What is Learning Biblical Hebrew Interactively?
Dr. Paul Overland
- Raised in a bilingual environment (Japan)
- Received PhD in Hebrew Bible from Brandeis University
- Teaching graduate-level Biblical Hebrew since 1999
- Served as Project Director, “Communicative Hebrew Learning and Teaching” (funded by the Wabash Center, 2005-2008, also called the “Cohelet Project”)
- Currently Professor of Old Testament and Semitic Languages, Ashland Theological Seminary, Ashland, Ohio, USA
Factors that led to Learning Biblical Hebrew Interactively:
- I grew concerned as I observed students struggling to learn Hebrew with outmoded pedagogy (Grammar Translation Method, standard for all classical languages).
- Then I noticed that students thrived when they were able to employ the target language as a vehicle for their own communication (a foundational principle in Communicative Language Teaching).

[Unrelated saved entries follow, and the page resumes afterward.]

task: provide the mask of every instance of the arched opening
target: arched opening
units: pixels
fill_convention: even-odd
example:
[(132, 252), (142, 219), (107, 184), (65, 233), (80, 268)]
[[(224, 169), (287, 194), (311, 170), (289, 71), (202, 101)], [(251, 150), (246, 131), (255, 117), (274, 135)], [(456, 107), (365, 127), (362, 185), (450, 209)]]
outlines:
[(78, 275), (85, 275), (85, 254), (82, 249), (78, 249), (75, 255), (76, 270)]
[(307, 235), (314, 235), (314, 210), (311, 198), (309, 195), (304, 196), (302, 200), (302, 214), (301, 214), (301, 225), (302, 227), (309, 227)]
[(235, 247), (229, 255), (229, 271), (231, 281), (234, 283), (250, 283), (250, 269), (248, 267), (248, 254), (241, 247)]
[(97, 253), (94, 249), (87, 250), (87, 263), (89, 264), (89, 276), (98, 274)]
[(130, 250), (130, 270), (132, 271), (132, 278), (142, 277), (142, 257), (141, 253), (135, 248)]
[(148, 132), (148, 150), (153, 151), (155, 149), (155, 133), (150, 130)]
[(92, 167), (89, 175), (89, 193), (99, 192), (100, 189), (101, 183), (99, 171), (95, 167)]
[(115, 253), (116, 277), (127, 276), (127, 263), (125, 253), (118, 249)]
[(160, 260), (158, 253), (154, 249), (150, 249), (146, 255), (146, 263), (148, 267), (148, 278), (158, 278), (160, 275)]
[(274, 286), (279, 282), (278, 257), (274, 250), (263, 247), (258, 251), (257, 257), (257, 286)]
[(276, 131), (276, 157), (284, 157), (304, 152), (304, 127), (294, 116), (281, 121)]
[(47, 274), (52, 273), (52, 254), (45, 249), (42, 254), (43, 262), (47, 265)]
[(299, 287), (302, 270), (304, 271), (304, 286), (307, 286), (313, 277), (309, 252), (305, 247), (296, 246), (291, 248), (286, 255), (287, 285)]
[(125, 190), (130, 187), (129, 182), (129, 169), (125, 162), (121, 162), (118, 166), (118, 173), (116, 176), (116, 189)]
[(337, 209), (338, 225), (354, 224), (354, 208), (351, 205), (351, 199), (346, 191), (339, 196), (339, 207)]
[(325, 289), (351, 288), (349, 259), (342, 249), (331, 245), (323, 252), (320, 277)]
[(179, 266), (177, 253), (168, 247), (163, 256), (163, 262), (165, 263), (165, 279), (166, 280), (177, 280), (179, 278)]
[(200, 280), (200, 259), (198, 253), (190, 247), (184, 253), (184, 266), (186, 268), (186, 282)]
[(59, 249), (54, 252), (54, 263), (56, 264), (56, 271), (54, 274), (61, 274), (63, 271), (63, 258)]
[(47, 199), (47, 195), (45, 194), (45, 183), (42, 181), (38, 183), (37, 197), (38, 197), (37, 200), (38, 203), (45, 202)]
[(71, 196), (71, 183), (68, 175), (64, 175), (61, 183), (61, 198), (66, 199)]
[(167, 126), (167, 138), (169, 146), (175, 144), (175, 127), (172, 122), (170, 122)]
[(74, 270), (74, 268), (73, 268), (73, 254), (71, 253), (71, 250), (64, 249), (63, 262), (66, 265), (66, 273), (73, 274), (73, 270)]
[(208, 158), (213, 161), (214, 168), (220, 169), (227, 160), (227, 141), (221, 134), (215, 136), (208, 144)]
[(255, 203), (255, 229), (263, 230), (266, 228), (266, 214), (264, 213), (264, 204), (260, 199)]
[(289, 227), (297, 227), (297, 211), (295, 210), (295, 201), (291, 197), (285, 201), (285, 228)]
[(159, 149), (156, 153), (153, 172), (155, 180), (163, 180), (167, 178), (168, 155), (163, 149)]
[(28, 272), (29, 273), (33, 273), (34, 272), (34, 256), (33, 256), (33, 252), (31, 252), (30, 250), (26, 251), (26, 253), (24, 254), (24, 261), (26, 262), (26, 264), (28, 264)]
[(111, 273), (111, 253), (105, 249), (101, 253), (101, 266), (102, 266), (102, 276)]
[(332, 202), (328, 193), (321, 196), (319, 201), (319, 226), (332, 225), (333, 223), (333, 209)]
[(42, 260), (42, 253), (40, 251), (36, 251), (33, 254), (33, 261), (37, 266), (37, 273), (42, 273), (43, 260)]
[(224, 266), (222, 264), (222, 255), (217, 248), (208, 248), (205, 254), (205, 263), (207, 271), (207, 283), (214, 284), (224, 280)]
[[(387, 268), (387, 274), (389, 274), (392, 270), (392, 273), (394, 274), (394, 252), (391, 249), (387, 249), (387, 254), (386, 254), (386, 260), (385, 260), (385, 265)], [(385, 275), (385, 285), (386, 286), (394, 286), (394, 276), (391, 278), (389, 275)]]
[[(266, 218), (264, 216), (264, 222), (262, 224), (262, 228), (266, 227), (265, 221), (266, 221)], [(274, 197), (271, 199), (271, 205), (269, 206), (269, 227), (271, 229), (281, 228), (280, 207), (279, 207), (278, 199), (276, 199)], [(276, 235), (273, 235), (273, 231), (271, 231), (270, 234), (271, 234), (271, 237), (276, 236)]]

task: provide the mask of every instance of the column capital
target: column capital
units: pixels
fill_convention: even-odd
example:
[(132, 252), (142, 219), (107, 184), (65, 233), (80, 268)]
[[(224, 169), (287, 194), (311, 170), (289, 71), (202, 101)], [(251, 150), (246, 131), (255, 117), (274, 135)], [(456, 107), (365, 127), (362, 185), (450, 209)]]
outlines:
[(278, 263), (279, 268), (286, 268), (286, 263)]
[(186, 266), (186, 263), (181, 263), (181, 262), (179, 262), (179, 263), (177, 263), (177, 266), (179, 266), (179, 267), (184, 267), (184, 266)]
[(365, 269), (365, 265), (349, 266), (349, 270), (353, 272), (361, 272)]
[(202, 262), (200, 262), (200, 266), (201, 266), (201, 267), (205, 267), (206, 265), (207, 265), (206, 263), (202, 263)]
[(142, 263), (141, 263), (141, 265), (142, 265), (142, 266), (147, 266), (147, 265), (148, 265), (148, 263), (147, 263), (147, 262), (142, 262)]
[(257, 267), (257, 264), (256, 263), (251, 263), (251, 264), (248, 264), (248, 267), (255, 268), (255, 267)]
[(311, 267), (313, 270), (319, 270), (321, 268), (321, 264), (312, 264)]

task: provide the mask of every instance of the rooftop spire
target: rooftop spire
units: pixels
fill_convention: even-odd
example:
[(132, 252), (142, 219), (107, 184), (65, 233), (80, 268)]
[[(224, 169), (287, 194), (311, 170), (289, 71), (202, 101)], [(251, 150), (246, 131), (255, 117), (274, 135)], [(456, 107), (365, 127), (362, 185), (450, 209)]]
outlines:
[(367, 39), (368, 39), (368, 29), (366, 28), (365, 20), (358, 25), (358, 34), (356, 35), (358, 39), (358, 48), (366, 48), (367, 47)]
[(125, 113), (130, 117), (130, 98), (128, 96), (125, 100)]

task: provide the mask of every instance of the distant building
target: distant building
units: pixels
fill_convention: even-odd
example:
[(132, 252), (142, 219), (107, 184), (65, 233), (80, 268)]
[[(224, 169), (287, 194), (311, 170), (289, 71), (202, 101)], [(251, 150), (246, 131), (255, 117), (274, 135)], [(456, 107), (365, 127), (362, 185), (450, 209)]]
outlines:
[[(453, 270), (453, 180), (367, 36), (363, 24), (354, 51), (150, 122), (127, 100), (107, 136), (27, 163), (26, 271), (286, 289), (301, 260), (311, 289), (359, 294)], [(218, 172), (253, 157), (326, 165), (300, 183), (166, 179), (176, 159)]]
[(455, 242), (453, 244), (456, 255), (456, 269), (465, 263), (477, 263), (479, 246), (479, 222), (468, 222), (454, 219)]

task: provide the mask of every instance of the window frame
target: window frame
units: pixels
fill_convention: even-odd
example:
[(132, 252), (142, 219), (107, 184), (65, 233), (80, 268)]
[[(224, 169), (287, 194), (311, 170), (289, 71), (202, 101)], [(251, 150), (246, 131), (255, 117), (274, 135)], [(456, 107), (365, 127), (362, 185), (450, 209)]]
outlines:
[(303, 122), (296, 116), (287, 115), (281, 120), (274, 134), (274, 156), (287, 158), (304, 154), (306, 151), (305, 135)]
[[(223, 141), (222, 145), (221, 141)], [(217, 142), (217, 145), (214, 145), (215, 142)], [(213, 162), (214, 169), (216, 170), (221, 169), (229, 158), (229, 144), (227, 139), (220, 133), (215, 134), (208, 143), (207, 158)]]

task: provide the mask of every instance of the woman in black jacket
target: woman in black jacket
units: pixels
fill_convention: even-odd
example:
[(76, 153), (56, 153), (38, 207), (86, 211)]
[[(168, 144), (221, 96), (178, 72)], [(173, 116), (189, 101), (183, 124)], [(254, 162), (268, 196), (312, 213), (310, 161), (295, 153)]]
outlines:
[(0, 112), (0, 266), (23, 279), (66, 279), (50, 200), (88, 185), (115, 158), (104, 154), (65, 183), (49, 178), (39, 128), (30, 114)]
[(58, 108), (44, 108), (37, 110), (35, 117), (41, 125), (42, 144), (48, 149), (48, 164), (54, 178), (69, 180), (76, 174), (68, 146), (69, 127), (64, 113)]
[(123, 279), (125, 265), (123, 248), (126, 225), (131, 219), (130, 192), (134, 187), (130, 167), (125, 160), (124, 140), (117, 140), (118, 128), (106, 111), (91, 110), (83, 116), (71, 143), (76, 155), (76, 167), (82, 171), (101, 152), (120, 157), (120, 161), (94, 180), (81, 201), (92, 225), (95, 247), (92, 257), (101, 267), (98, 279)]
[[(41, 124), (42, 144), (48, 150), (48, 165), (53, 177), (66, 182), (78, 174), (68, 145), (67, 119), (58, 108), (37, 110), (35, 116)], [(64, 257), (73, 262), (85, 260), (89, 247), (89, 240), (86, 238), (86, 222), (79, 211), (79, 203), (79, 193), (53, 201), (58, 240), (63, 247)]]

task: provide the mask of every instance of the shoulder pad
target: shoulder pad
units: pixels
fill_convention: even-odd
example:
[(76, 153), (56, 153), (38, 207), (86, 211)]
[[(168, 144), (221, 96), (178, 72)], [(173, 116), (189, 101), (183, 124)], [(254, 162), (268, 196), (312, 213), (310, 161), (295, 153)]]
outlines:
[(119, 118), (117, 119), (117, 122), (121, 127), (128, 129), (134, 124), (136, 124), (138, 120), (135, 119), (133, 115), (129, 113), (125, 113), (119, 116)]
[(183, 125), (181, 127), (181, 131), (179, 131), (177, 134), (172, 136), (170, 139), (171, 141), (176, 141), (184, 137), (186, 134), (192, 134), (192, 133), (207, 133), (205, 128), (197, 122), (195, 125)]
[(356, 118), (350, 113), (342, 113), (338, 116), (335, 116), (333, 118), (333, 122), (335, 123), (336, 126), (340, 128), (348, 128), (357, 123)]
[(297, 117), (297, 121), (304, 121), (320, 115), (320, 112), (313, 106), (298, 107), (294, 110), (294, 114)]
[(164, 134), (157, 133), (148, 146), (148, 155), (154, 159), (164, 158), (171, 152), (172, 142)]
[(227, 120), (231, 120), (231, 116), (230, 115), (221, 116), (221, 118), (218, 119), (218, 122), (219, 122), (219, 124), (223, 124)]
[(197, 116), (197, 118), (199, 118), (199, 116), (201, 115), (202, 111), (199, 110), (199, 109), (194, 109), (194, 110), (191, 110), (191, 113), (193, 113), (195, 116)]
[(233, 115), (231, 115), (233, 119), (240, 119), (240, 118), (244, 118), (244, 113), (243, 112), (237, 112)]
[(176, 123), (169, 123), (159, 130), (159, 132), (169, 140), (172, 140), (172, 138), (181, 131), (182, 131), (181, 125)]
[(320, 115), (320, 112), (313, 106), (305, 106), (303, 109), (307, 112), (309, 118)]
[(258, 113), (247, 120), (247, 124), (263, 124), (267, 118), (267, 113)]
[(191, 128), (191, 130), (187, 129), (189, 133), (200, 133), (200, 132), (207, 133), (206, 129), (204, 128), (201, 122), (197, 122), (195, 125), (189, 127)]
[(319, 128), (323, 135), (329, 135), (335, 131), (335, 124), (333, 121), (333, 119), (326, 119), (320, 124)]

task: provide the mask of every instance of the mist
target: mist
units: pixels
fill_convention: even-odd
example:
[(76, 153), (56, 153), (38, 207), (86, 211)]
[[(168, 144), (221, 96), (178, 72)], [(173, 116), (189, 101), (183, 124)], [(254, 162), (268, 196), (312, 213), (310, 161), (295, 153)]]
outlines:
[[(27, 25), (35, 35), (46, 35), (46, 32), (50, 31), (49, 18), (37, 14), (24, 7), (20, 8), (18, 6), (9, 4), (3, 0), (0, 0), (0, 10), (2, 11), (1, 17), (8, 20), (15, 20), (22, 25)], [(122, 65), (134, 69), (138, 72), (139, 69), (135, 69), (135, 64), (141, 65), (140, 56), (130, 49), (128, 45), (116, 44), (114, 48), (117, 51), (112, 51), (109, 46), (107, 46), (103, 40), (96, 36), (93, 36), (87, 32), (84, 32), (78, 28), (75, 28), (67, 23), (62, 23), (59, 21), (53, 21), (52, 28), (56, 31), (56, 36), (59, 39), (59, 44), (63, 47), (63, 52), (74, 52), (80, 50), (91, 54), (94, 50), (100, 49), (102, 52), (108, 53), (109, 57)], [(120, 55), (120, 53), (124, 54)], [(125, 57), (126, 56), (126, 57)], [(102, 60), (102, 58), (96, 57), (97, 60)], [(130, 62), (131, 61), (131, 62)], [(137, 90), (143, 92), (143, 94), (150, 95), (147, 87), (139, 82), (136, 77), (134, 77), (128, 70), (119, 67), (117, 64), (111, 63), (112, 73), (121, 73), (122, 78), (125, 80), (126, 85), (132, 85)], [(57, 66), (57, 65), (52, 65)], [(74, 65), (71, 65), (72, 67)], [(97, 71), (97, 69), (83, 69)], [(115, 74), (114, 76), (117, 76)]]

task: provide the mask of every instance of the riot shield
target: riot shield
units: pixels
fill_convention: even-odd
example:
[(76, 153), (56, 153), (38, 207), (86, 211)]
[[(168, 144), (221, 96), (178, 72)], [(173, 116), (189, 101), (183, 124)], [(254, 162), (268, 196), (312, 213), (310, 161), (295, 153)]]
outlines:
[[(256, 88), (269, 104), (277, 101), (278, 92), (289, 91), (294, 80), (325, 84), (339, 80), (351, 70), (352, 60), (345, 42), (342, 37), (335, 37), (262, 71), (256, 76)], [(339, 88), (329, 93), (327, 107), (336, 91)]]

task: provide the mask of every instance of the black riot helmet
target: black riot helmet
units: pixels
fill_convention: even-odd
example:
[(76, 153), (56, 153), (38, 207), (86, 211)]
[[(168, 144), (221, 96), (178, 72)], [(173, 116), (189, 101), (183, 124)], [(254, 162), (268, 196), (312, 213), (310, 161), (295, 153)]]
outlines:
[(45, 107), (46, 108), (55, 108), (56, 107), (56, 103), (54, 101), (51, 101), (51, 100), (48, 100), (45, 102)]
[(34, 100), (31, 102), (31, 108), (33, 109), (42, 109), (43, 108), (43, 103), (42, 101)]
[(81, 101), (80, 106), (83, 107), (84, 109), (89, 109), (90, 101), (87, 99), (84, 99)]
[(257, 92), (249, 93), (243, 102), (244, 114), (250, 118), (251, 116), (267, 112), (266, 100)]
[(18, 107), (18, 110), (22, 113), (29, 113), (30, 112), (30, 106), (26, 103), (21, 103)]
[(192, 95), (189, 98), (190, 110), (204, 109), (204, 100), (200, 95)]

- Early forays into Communicative Language Teaching gained substantial refinement through training in Second Language Acquisition (received in the Cohelet Project).
- Also during the Cohelet Project, the first half of the textbook was collaboratively written and field-tested. (For a full project report, see “Can Communicative Principles Enhance Classical Language Acquisition?” in Foreign Language Annals 44:3 [Fall 2011]: 583-93, co-authored with Lee Fields and Jennifer Noonan.)
- Learning Biblical Hebrew Interactively came to completion in the years following the Cohelet Project, together with instructional videos and teaching aids.